BioVis: Biological Data Visualizations

BioVis: Biological Data Visualizations


Metaball skinning of synthetic astroglial morphologies into realistic mesh models for in silico simulations and visual analytics

  • Marwan Abdellah, Blue Brain Project (BBP) / EPFL, Switzerland
  • Alessandro Foni, Blue Brain Project (BBP) / EPFL, Switzerland
  • Eleftherios Zisis, Blue Brain Project (BBP) / EPFL, Switzerland
  • Nadir Roman Guerrero, Blue Brain Project (BBP) / EPFL, Switzerland
  • Samuel Lapere, Blue Brain Project (BBP) / EPFL, Switzerland
  • Jay S. Coggan, Blue Brain Project (BBP) / EPFL, Switzerland
  • Daniel Keller, Blue Brain Project (BBP) / EPFL, Switzerland
  • Henry Markram, Blue Brain Project (BBP) / EPFL, Switzerland
  • Felix Schürmann, Blue Brain Project (BBP) / EPFL, Switzerland

Presentation Overview: Show

Motivation: Astrocytes, the most abundant glial cells in the mammalian brain, have an instrumental role in developing neuronal circuits. They contribute to the physical structuring of the brain, modulating synaptic activity, maintaining the blood-brain barrier in addition to other significant aspects that impact brain function. Biophysically detailed astrocytic models are key to unraveling their functional mechanisms via molecular simulations at microscopic scales. Detailed, and complete, biological reconstructions of astrocytic cells are sparse. Nonetheless, data-driven digital reconstruction of astroglial morphologies that are statistically identical to biological counterparts are becoming available. We use those synthetic morphologies to generate astrocytic meshes with realistic geometries, making it possible to perform these simulations.

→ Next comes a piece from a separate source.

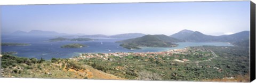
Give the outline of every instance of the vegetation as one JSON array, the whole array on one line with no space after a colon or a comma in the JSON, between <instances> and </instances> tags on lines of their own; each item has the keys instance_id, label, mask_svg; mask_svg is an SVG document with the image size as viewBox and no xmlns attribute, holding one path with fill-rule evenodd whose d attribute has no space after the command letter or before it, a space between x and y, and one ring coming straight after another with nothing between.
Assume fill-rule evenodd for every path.
<instances>
[{"instance_id":1,"label":"vegetation","mask_svg":"<svg viewBox=\"0 0 256 83\"><path fill-rule=\"evenodd\" d=\"M178 44L174 42L181 42L178 39L165 35L147 35L142 37L131 39L117 42L121 42L120 46L128 49L139 49L139 47L173 47Z\"/></svg>"},{"instance_id":2,"label":"vegetation","mask_svg":"<svg viewBox=\"0 0 256 83\"><path fill-rule=\"evenodd\" d=\"M250 31L242 31L230 35L213 36L204 34L198 31L184 30L170 36L186 42L223 42L234 43L247 40L249 38Z\"/></svg>"},{"instance_id":3,"label":"vegetation","mask_svg":"<svg viewBox=\"0 0 256 83\"><path fill-rule=\"evenodd\" d=\"M17 52L14 52L14 51L11 51L11 52L2 52L1 54L3 55L6 55L6 54L17 54Z\"/></svg>"},{"instance_id":4,"label":"vegetation","mask_svg":"<svg viewBox=\"0 0 256 83\"><path fill-rule=\"evenodd\" d=\"M106 73L132 80L201 81L230 77L237 78L238 76L249 73L248 49L211 46L188 49L190 50L186 52L187 54L177 53L172 56L130 55L121 58L111 56L107 60L93 58L79 61ZM210 51L214 51L218 57L207 61L195 62L213 57ZM189 61L179 62L173 60L177 59ZM236 80L233 81L241 81Z\"/></svg>"},{"instance_id":5,"label":"vegetation","mask_svg":"<svg viewBox=\"0 0 256 83\"><path fill-rule=\"evenodd\" d=\"M1 75L4 77L122 79L67 59L37 60L5 54L1 61Z\"/></svg>"},{"instance_id":6,"label":"vegetation","mask_svg":"<svg viewBox=\"0 0 256 83\"><path fill-rule=\"evenodd\" d=\"M132 43L124 43L120 44L119 45L129 50L141 49L141 48L135 46L135 45L133 44Z\"/></svg>"},{"instance_id":7,"label":"vegetation","mask_svg":"<svg viewBox=\"0 0 256 83\"><path fill-rule=\"evenodd\" d=\"M27 43L2 43L1 46L27 46L30 45Z\"/></svg>"},{"instance_id":8,"label":"vegetation","mask_svg":"<svg viewBox=\"0 0 256 83\"><path fill-rule=\"evenodd\" d=\"M90 68L85 66L90 66L105 73L131 80L202 81L234 77L233 81L249 81L250 77L246 76L250 73L248 49L213 46L187 49L186 51L174 52L171 56L152 53L140 56L131 53L124 57L110 55L106 59L93 57L77 60L52 58L44 61L4 55L1 66L4 68L4 77L93 78L89 76L92 72L87 70ZM214 57L211 51L218 57ZM183 59L189 60L183 62L174 60ZM206 61L196 62L198 61Z\"/></svg>"},{"instance_id":9,"label":"vegetation","mask_svg":"<svg viewBox=\"0 0 256 83\"><path fill-rule=\"evenodd\" d=\"M66 40L69 40L69 39L67 39L67 38L59 37L59 38L54 38L54 39L50 39L49 41L50 41L54 42L54 41L66 41Z\"/></svg>"},{"instance_id":10,"label":"vegetation","mask_svg":"<svg viewBox=\"0 0 256 83\"><path fill-rule=\"evenodd\" d=\"M61 47L62 48L81 48L84 47L87 47L86 45L83 45L79 43L72 43L64 45Z\"/></svg>"},{"instance_id":11,"label":"vegetation","mask_svg":"<svg viewBox=\"0 0 256 83\"><path fill-rule=\"evenodd\" d=\"M70 39L60 38L60 37L51 39L49 40L50 41L52 41L52 42L67 41L67 40L70 40L71 41L91 41L93 40L89 38L74 38L74 39Z\"/></svg>"},{"instance_id":12,"label":"vegetation","mask_svg":"<svg viewBox=\"0 0 256 83\"><path fill-rule=\"evenodd\" d=\"M70 40L70 41L91 41L91 40L93 40L89 38L82 38L72 39Z\"/></svg>"}]
</instances>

Results: We present an unconditionally robust method capable of reconstructing high fidelity polygonal meshes of astroglial cells from algorithmically-synthesized morphologies. Our method uses implicit surfaces, or metaballs, to skin the different structural components of astrocytes and then blend them in a seamless fashion. We also provide an end-to-end pipeline to produce optimized two- and three- dimensional meshes for visual analytics and simulations respectively. The performance of our pipeline has been assessed with a group of 5,000 astroglial morphologies and the geometric metrics of the resulting meshes are evaluated. The usability of the meshes is then demonstrated with different use cases.

Implementation and availability: Our metaball skinning algorithm is implemented in Blender 2.82 relying on its Python API (Application Programming Interface). To make it accessible to computational biologists and neuroscientists, the implementation has been integrated into NeuroMorphoVis.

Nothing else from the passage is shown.